Cheguei na Feira de Zócalo em cima da hora, pois fui acompanhado pelo fotógrafo Lázaro Coutinho, que, justamente naquela fatídica tarde, resolvera visitar o Museu de Antropologia e, no trajeto de retorno ao hotel, pegáramos um baita congestionamento, o que me deixou nervoso. Havia muita gente transitando entre os estandes de venda, lanchonetes e espaços culturais. Dispuseram umas duzentas cadeiras para nossa plateia. Faltavam poucos minutos para começar e apenas duas fileiras estavam cheias. Numa passada de olhos, contei vinte pessoas. Ainda assim, mostravam-se dispersas e desatentas, como se aproveitassem a oferta das cadeiras para fazerem uma pausa nas compras ou esperarem o momento mais adequado para pegar o metrô. Pensei: nada muito diferente do Brasil.
O mestre de cerimônias se aproximou do microfone e fez nossa apresentação. Duas pessoas se levantaram na segunda fileira e saíram: dezoito. A primeira rodada de perguntas foi formulada. Tentei concentrar minha atenção nas respostas. Logo eu teria cumprido o meu dever e poderia relaxar com os amigos num bar próximo. Talvez risse daquela situação. Uma segunda rodada saiu do forno. Domeneck não decepcionou. Eu também não. Acabei me envolvendo com o debate e esquecendo o público. Quando pintou uma pausa, resolvi olhar para a frente e percebi que umas cem cadeiras estavam ocupadas.

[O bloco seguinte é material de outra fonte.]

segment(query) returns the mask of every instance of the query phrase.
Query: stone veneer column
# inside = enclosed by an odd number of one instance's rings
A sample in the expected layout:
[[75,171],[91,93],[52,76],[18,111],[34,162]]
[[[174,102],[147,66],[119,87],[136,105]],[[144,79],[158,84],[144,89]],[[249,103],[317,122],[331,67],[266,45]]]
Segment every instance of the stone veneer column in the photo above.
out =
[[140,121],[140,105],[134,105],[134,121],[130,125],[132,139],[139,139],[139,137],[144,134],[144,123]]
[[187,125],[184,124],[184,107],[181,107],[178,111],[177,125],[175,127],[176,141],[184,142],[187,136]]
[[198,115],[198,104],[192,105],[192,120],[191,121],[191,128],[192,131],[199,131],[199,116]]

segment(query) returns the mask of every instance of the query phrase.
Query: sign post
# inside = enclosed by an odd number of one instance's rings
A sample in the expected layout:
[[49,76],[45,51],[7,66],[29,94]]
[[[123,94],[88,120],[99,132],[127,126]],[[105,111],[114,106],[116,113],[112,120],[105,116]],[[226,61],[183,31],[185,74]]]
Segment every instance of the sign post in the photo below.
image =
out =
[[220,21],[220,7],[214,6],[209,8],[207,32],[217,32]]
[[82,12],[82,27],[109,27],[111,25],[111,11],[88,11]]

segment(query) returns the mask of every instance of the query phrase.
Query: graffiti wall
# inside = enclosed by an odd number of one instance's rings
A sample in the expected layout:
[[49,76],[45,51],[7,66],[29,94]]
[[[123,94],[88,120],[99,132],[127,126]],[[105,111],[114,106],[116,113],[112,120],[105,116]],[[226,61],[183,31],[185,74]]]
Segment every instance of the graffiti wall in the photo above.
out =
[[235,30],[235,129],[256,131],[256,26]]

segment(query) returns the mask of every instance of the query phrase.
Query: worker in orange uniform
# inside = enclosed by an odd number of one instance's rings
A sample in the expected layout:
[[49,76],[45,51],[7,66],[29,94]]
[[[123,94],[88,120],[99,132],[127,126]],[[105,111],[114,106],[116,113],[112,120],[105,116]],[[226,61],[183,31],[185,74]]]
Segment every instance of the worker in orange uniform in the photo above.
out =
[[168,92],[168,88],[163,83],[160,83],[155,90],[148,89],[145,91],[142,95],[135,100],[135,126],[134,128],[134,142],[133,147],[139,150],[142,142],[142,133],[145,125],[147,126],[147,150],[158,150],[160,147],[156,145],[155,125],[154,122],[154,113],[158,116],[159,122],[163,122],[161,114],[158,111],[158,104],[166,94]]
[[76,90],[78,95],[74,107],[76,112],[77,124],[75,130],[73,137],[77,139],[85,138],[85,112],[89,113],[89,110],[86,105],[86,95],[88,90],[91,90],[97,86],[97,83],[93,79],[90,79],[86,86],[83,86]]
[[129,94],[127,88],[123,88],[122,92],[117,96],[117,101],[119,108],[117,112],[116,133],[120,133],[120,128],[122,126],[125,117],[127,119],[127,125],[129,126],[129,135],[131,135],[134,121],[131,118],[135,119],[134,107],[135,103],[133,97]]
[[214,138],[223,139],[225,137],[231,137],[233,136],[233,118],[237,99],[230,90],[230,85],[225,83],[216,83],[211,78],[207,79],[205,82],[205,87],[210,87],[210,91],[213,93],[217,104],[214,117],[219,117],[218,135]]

Veio uma terceira safra de questões, todas instigantes e ligeiramente perigosas. Dessa vez, as respostas demandaram maior esforço e tempo. Estávamos nos saindo bem. Para terminar o trabalho, bastaria lermos trechos de nossos livros e o microfone seria aberto para livre manifestação do público. Era tudo o que eu temia. “Lá vem o louco da plateia”, eu pensei. “Vão protestar da política do governo, da alta taxa dos crimes, recitar versos horríveis e pueris, avacalhar o que estava tão bonito.” No entanto, me passaram uma rasteira. Eles comentaram nossas leituras, citaram autores brasileiros conhecidos e, sobretudo, demonstraram um vivo interesse pelo que estava sendo produzido no Brasil de então. Eu me senti envergonhado.
Quando descemos do palco, uma pequena multidão de jovens, que não conseguira encontrar assentos vazios nos duzentos lugares disponíveis, me cercou. Pediam autógrafos no prospecto da palestra, fotos, apertos de mãos e beijos. Não vi se com o Domeneck se passava o mesmo, mas fui obrigado a responder novas perguntas e a prestar informações sobre o lançamento do meu livro por mais de meia hora. Enquanto isso, Lázaro captava, registrava as imagens e comentava com meu editor, que aguardava pacientemente num canto, ser aquele meu “momento Lady Gaga”. À noite, no bar, entre jocoso e orgulhoso, eu afirmaria aos presentes: “Lady Gaga c’est moi”. Mesmo que, somente, por um par de horas.